Meytes was drawn to creative writing in high school at the urging of a middle school teacher who encouraged her to write a memoir in seventh grade. (That same teacher became her mentor and eventually founded Writopia Lab where Meytes works.) At Wheaton she found a place to grow as a creative as well as an academic writer.
“As soon as I got to Wheaton, I knew that the English Department was where I would thrive,” Meytes said. “It was also very exciting to me that the college had a Russian Studies Department as well, where I could explore my family’s history and language. Russian studies ended up becoming my minor. At the time, I always thought I would be a writer, professor or a diplomat. I am headed in that direction and could not have done it without the foundation Wheaton gave me.”

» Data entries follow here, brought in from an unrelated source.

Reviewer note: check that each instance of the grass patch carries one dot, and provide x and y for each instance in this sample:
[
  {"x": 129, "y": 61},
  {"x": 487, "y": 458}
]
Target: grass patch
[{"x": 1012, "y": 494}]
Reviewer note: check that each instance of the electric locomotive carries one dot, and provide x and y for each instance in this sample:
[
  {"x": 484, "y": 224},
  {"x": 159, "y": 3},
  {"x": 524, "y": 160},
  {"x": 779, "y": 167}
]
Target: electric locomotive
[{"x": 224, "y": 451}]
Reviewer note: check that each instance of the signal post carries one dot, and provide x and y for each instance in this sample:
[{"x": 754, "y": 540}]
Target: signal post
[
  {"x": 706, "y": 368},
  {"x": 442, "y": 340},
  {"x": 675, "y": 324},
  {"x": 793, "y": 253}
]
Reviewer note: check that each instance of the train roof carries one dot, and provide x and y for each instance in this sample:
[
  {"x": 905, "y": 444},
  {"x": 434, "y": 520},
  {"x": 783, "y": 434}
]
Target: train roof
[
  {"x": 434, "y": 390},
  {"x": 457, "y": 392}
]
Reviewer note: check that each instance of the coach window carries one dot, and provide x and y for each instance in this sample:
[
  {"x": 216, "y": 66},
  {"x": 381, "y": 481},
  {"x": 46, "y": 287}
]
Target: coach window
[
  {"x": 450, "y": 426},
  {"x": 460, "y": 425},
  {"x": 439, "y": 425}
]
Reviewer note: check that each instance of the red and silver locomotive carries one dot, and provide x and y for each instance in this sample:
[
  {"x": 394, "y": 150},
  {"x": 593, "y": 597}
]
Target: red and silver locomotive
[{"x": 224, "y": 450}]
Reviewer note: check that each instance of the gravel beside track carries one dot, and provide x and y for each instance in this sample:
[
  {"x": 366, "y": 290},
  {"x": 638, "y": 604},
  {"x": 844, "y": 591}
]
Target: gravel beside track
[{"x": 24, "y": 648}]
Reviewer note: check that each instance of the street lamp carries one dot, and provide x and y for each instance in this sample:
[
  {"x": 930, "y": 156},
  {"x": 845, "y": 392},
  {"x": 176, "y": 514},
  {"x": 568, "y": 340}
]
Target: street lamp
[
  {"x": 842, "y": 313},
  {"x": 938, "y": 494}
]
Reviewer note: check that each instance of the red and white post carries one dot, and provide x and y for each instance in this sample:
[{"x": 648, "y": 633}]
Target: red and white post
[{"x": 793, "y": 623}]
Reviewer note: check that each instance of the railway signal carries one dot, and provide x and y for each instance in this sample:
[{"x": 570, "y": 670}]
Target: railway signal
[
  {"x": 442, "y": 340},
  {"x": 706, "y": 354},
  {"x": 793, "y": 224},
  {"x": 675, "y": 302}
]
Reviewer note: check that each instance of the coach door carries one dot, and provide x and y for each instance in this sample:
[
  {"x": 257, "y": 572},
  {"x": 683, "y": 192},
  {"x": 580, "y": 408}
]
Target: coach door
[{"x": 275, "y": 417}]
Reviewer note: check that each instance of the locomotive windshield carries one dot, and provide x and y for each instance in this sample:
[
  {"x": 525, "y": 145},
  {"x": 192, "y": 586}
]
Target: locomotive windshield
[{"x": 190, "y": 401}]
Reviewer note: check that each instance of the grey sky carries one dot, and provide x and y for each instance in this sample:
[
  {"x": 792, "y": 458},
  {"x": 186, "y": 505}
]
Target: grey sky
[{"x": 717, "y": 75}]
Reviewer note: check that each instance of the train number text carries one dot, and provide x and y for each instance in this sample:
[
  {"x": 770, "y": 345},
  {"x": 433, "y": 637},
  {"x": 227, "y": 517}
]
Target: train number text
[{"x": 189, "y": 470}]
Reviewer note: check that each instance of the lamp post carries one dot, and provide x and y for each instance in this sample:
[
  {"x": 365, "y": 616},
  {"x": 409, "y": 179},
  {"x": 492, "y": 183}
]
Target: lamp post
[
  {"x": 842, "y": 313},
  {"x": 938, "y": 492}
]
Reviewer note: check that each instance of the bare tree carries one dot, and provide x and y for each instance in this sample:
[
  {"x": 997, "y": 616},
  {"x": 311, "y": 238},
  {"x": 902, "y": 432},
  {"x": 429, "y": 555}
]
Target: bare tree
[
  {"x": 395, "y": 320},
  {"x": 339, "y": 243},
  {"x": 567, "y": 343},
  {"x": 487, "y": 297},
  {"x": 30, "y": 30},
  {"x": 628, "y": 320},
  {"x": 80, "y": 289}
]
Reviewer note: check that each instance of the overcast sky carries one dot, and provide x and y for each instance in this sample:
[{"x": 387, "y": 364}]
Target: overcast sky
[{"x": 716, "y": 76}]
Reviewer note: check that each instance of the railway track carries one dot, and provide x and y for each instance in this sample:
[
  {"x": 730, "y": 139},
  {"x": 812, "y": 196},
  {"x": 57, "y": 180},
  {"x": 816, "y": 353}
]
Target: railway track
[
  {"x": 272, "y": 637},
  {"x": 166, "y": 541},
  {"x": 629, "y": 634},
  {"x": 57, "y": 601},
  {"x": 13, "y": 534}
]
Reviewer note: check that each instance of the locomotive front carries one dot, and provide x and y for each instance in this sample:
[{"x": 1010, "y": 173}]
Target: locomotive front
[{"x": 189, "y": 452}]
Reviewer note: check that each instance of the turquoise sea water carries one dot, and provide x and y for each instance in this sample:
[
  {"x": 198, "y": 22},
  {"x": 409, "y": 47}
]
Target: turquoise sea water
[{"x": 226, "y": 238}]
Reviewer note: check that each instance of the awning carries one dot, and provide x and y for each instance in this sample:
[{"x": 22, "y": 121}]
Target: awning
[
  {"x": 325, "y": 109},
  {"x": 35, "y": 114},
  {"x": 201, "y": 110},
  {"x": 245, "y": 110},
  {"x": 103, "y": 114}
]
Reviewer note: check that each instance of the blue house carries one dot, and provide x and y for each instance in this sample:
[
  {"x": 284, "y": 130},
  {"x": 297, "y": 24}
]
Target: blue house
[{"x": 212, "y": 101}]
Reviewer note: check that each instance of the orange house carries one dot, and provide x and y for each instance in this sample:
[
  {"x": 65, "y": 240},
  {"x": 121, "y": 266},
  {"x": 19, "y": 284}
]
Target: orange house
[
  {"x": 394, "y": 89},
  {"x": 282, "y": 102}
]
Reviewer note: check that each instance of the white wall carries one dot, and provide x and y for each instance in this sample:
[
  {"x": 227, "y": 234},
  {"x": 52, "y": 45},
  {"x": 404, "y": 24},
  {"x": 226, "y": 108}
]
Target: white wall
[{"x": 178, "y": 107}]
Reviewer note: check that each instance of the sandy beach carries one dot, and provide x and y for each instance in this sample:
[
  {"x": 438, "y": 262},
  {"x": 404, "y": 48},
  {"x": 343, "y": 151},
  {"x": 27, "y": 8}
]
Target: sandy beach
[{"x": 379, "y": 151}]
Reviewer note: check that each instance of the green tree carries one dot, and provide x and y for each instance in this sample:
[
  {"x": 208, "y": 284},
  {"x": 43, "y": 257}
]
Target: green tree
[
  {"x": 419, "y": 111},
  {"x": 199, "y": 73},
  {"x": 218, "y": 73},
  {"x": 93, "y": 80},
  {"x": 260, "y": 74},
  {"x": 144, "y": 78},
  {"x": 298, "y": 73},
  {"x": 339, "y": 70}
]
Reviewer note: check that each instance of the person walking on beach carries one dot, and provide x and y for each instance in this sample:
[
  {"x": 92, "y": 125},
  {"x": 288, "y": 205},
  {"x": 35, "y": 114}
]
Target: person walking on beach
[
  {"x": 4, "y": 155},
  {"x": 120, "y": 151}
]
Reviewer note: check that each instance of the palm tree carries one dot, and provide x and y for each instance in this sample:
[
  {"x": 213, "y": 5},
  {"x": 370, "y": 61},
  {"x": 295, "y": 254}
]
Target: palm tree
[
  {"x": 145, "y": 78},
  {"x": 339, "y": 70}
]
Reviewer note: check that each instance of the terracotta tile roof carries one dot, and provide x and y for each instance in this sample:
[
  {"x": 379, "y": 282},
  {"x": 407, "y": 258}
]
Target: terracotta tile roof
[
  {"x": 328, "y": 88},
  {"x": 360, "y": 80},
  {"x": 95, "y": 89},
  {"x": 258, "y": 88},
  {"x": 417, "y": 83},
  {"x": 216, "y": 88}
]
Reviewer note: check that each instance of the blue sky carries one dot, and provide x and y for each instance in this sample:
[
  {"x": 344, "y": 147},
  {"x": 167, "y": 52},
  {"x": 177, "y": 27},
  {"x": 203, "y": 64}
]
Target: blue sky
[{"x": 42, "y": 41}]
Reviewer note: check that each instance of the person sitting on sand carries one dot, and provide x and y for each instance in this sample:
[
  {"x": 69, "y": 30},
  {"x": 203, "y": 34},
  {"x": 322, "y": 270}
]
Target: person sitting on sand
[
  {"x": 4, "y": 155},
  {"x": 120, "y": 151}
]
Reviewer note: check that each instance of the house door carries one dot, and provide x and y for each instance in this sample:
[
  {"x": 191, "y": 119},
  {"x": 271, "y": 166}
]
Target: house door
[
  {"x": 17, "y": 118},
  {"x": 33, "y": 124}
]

She credits many Wheaton professors for classes that shaped her as an individual and a thinker, including, Shawn Christian, Talitha Espiritu, Sam Coale, Charlotte Meehan, Jonathan Brumberg-Kraus, Sue Standing and Tom Dolack, with whom she participated in the Undergraduate Colloquium on Russian and Eurasian Studies at Harvard University as a senior.
“I could probably still name absolutely every class I took at Wheaton, it was an exciting education and it was all because of the professors,” she said.
Wheaton helped Meytes develop the perseverance to pursue this current Fulbright, even though she didn’t get one the first time she tried. “I spent a lot of time at the Kollett Center [now Filene Center] pursuing my first Fulbright and a Watson when I was a student. I was a Watson finalist and at the end did not get it. But it was that drive, ambition and support from the people who worked with me and helped me in undergrad that made me fall in love with just the research and pitch of it all. They believed in me, so, I believed in myself,” she said.
At NYU, she received a grant to research Russian emigre writers and literature in Prague, which contributed to her interest in applying for a Fulbright to Serbia.
“My research in Prague involved analyzing primary documents in an archive that was created by Russian emigres and refugees that fled the Russian Revolution in 1917,” she said. “This not only led to my master’s degree thesis but also my prolonged interest in Slavic studies. Serbia, always fascinated me as the juncture between East and West and a hybrid of the two, just like myself.”
Teaching in Serbia will be a learning opportunity for her as well. “The Fulbright will allow me to deepen my skills and knowledge as an educator, scholar of Eastern European and memory studies and writer as I pursue a career in education,” she said.